Windows Live OneCare will continue to be sold for Windows XP and Vista via retailers through June 30, 2009, and direct sales will be gradually phased out as Morro becomes available. "Microsoft will ensure that all current customers remain protected through the life of their subscriptions," the statement said.

Morro, which will be available for download over the Internet, will work on Windows XP, Windows Vista, and the upcoming Windows 7.

The news frustrated OneCare customer Cas Purdy who complained on Facebook: "I just paid for OneCare. I'm kind of bitter."

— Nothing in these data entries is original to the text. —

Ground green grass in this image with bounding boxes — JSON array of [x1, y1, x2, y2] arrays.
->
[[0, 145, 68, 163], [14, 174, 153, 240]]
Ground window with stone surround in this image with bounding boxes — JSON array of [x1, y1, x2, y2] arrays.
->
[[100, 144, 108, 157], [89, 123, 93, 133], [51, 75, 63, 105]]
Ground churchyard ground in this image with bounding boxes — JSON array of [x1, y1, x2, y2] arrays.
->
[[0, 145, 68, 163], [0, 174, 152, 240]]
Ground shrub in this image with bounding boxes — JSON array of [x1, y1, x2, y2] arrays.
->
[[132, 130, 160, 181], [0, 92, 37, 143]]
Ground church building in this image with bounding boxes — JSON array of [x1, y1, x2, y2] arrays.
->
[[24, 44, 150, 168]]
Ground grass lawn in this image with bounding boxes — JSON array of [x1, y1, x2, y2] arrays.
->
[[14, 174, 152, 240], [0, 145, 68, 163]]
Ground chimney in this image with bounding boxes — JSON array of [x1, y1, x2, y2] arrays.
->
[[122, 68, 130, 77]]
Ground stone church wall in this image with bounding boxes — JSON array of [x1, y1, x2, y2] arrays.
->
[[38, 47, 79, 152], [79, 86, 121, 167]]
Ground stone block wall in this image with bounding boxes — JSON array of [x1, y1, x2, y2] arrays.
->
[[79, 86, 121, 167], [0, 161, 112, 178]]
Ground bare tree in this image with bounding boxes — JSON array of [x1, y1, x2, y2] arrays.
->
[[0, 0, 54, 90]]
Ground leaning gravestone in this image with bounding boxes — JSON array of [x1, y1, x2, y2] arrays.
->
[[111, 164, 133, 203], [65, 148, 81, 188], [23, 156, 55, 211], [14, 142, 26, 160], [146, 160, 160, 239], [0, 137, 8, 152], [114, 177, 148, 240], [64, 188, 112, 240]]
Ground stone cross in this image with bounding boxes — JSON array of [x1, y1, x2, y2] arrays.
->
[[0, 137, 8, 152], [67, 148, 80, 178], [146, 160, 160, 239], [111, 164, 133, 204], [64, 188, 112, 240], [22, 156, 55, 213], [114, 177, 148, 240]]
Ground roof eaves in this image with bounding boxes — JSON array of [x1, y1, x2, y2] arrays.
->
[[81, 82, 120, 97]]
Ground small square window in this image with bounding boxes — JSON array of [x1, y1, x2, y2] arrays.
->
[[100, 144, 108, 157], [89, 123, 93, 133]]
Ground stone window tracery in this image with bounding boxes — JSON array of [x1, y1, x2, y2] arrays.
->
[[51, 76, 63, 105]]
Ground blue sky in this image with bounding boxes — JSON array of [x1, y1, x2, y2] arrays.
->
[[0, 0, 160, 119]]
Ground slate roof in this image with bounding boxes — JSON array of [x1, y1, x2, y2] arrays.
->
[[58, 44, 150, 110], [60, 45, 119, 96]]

Purdy, who heads up public relations at security firm Websense, said in a follow-up phone interview that he paid for his OneCare subscription a few weeks ago for his home laptop. Websense does not compete with Microsoft on consumer software.

"I'm all for a free tool but given that I just paid for it...we'll see," he added.

Microsoft's Barzdukas said customers should contact customer support if they have a concern. "We will absolutely do the right thing by our customers, and if the customer wants to call our free phone support line we'll make sure they are happy," she said.

A posting on the Windows Live OneCare Team Blog has a detailed FAQ for customers.

Microsoft started selling OneCare in May 2006, three years after signaling its intent to enter the security software market with its purchase of Romania's GeCad.

Although OneCare received only mixed reviews, it significantly shook up the security software market, resulting in generally lower prices.

The software maker has also started selling its Forefront line of security software for businesses and indicated at its Microsoft Online launch on Monday that it plans to expand its lineup of hosted security services.

CNET News' Ina Fried contributed to this report.